Съ другой стороны, несомнѣнно, что для миссъ Марджорибанкъ это будетъ тяжелымъ ударомъ. Она очень привыкла къ Алисѣ, а болѣе нежели вѣроятно, что лэди Лидія пожелаетъ взять дѣвочку къ себѣ въ домъ.
Онъ совѣтовалъ миссъ Марджорибанкъ объяснить всѣ эти обстоятельства лэди Лидіи и придти въ какому-нибудь соглашенію. Онъ долженъ былъ сообщить ей, что она не имѣетъ никакихъ законныхъ правъ на дѣвочку, и что Гардинеры могутъ, если захотятъ, взять отъ нея Алису.
Миссъ Марджорибанкъ понимала все это и готова была на соглашеніе, лишь бы ее не разлучали навсегда съ ея любимицей, — больше она ничего не требовала.
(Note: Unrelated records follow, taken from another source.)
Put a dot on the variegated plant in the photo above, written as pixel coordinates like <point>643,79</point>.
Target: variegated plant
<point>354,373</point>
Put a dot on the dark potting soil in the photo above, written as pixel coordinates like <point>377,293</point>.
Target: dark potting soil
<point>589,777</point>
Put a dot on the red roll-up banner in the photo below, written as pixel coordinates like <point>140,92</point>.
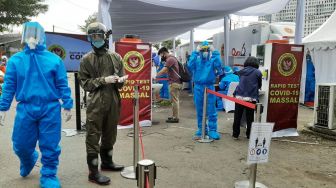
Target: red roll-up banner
<point>137,64</point>
<point>284,87</point>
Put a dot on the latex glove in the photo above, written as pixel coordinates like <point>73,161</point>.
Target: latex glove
<point>123,79</point>
<point>2,118</point>
<point>111,79</point>
<point>66,115</point>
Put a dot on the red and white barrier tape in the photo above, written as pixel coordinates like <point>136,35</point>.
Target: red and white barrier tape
<point>244,103</point>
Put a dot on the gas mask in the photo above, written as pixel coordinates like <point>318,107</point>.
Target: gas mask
<point>98,44</point>
<point>33,35</point>
<point>32,42</point>
<point>96,33</point>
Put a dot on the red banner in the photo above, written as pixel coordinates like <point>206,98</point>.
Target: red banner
<point>137,64</point>
<point>284,87</point>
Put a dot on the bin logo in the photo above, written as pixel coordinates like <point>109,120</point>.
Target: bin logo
<point>287,64</point>
<point>133,61</point>
<point>58,50</point>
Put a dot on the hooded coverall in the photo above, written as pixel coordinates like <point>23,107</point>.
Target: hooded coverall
<point>38,80</point>
<point>103,108</point>
<point>205,70</point>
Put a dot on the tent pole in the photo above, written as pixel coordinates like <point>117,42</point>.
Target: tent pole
<point>191,43</point>
<point>226,40</point>
<point>299,23</point>
<point>174,47</point>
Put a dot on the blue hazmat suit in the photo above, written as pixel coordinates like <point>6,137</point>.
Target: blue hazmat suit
<point>37,78</point>
<point>310,80</point>
<point>164,91</point>
<point>205,70</point>
<point>225,83</point>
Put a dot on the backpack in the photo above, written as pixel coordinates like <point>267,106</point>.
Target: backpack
<point>183,73</point>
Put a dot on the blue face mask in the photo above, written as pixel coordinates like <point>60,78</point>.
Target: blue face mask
<point>98,44</point>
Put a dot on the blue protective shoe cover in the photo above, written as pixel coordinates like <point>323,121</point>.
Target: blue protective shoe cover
<point>198,133</point>
<point>214,135</point>
<point>25,169</point>
<point>49,182</point>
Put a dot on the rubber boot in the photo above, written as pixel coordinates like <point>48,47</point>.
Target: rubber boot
<point>107,162</point>
<point>94,175</point>
<point>27,166</point>
<point>49,182</point>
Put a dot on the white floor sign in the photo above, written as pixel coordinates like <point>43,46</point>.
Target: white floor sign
<point>260,140</point>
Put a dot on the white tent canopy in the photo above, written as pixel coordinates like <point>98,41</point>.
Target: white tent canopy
<point>321,45</point>
<point>157,20</point>
<point>324,37</point>
<point>270,7</point>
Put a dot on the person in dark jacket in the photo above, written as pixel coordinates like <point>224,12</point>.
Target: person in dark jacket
<point>247,90</point>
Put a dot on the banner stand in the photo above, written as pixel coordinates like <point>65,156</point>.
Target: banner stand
<point>204,138</point>
<point>129,172</point>
<point>251,183</point>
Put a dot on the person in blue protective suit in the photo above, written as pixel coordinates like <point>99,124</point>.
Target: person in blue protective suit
<point>38,79</point>
<point>225,83</point>
<point>205,68</point>
<point>164,91</point>
<point>236,70</point>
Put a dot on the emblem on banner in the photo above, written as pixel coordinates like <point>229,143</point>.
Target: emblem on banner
<point>58,50</point>
<point>287,64</point>
<point>133,61</point>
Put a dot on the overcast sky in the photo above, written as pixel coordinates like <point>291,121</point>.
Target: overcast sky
<point>66,15</point>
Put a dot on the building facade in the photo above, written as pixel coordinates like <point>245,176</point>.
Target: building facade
<point>316,13</point>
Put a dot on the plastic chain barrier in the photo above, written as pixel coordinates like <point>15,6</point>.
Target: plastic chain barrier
<point>244,103</point>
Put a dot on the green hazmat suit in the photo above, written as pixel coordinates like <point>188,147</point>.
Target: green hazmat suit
<point>103,105</point>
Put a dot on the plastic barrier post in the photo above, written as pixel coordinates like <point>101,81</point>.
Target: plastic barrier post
<point>129,172</point>
<point>204,138</point>
<point>252,183</point>
<point>146,174</point>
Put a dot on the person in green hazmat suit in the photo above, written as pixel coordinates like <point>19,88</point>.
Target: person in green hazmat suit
<point>102,75</point>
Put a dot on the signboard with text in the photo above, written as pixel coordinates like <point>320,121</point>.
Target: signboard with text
<point>284,85</point>
<point>69,47</point>
<point>137,64</point>
<point>259,144</point>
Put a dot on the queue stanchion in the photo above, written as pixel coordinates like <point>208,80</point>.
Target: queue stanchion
<point>130,171</point>
<point>146,174</point>
<point>204,138</point>
<point>252,183</point>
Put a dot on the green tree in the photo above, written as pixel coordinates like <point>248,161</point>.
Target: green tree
<point>16,12</point>
<point>92,18</point>
<point>168,44</point>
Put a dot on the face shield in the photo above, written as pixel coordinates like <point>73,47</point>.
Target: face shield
<point>33,35</point>
<point>205,51</point>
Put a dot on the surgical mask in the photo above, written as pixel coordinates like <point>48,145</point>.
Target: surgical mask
<point>98,44</point>
<point>32,42</point>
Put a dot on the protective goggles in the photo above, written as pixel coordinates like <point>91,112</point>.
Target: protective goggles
<point>95,37</point>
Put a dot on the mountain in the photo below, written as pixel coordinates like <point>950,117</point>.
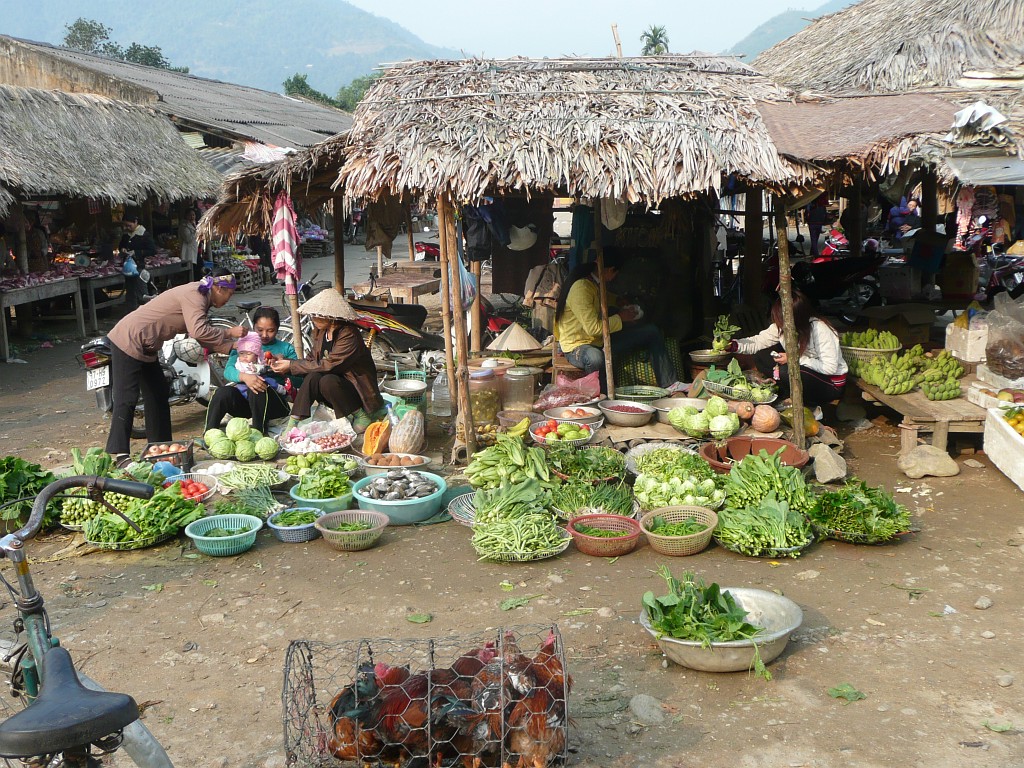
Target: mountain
<point>779,27</point>
<point>258,43</point>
Такимъ образомъ, Алисѣ сообщили на другой день, что ее повезутъ повидаться съ богатыми, добрыми родственниками, и они отправились не безъ опасеній со стороны миссъ Марджорибанкъ.
Домъ сэра Джона Гардинера въ Гросвеноръ-скверѣ произвелъ значительное впечатлѣніе на миссъ Марджорибанкъ и маленькую Алису.
Во-первыхъ, онъ поражалъ своимъ величіемъ и чѣмъ-то неуловимымъ, говорившимъ, что однѣхъ денегъ мало, чтобы создать такой домъ; на всемъ лежалъ отпечатокъ традиціи и долгой преемственности. Уже въ сѣняхъ попадались такія вещи, которыя въ другихъ мѣстахъ поставили бы за витрину въ музей. Швейцаръ стоялъ въ сѣняхъ и былъ именно такой внушительный, какъ то слѣдовало. Одного этого швейцара какой-нибудь Барнумъ сталъ бы показывать за деньги, въ особенности еслибы съ нимъ вмѣстѣ отпустили и удивительное старинное кожаное кресло съ безчисленными мѣдными гвоздиками — кресло, представлявшее достойный тронъ для такого неоцѣненнаго слуги. Человѣка нельзя, знаете, превратить въ швейцара однимъ мановеніемъ руки. Вы, конечно, можете одѣть его въ подобающую ливрею и назвать швейцаромъ. Но это еще ровно ничего не докажетъ. Настоящій, внушительный швейцаръ — продуктъ подбора нѣсколькихъ поколѣній.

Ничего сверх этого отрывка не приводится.